What is the order of complexity of inserting N elements into a List<T> if I don't specify a capacity?

Question

So let's say I have something like

List<int>() numbers = new List<int>();
int num;
while(int.TryParse(Console.ReadLine(), out num))
{
    numbers.Add(num);
}

and let's say the number of elements added is N . I'm wondering whether the total complexity would be described as O(N) or O(N^2) , when taking into consideration the fact that insertion is "usually" O(1) but will be O(n) "once in a while" when internally the list needs to be copied into a larger array.

Answer 1

.net uses a variant of the algorithm that allocates an array twice as large when the list is full, copies the existing elements to it and frees the old one, which is basically extending the initial array.

In fact, all languages that provide a List equivalent probably do this, since there is no reason not to.
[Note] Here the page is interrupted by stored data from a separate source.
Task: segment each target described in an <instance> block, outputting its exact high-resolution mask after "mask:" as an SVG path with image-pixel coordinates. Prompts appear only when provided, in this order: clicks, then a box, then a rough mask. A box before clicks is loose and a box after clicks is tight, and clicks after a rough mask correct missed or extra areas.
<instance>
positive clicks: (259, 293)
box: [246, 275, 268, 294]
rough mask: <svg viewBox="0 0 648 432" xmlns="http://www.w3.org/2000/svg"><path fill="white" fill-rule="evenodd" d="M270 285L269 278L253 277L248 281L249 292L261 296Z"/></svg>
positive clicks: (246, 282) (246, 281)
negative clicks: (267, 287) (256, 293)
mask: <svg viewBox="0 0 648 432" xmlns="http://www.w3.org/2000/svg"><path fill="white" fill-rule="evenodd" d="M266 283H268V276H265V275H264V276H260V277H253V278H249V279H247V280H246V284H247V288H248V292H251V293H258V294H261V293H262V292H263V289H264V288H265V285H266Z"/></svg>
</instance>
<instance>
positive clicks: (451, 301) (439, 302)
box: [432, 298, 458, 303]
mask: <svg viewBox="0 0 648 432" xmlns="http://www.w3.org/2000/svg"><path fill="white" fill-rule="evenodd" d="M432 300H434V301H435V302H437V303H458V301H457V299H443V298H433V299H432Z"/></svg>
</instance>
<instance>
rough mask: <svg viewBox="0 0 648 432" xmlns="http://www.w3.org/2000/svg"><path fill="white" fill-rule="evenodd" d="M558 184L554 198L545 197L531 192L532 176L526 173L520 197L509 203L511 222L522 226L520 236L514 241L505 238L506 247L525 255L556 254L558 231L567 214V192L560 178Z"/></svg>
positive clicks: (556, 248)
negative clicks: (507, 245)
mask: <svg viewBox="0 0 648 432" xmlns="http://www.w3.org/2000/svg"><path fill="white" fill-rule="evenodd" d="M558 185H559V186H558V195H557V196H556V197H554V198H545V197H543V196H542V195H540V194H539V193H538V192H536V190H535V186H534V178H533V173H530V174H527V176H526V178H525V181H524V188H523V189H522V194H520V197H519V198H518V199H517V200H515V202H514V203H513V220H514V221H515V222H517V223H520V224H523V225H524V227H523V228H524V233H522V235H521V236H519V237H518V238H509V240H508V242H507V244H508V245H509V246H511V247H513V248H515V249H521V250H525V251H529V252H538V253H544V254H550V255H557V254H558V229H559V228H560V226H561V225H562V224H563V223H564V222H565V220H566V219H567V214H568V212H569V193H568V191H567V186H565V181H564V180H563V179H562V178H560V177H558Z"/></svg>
and let's say the number of elements added is N. I'm wondering whether the total complexity would be described as O(N) or O(N^2), when taking into consideration the fact that insertion is "usually" O(1) but will be O(n) "once in a while" when internally the list needs to be copied into a larger array.

This is amortized O(n) for inserting n elements and amortized O(1) for inserting one element.

Amortized basically means that the total number of operations to insert n elements averages out to O(n) , even if one insert might do more operations than another, due to having to extend the array.

To see this, consider the classical algorithm I described in the first paragraph. Let's say our capacity is initially 1. We will count how many operations are performed when the array is extended. When inserting the first element, we have:

0

operations, because the array is not extended.

Inserting the second element has to copy the existing elements to the new array and only then perform the insertion. For clarity, we will ignore the constants introduced by memory operations. So this is:

1

operations (copy 1 element, new capacity is 2).

When inserting the third element, we have:

2 

operations (copy 2 elements, new capacity is 4)

When inserting the fourth element, we have 0 operations, because we still have room left.

When inserting the fifth, we have:

4

operations (copy 4 elements, new capacity is 8).

In general, when inserting the 2^k+1 th element, we will have:

2^k 

operations.

How large can k be? log base 2 of n ( log n ), because then we will have enough room for our n elements.

So the complexity of all resize operations is given by the sum:

S = 1 + 2 + 4 + ... + 2^k, k = log n
S = (1 - 2^k) / (1 - 2) // sum of a geometric progression with ratio 2
  = 2^k - 1
  = 2^(log n) - 1
  = n - 1
  = O(n)

So the total complexity is O(n) plus another O(n) since we didn't count the actual inserts. But this is still O(n) in total.

Answer 2

That depends entirely how this instance of List running on this instance of the Framework will grow. Something I can not predict, as the answer might change depending on OS resource, Framework version and how full the list is already. It is a implementation detail.

Obviously giving a capacity will improove performace. If you are not quite certain about the exact number, setting a excess capacity and then using TrimExcess() after all has been added might work. Capacity is only there to avoid the overhead of having to grow the list.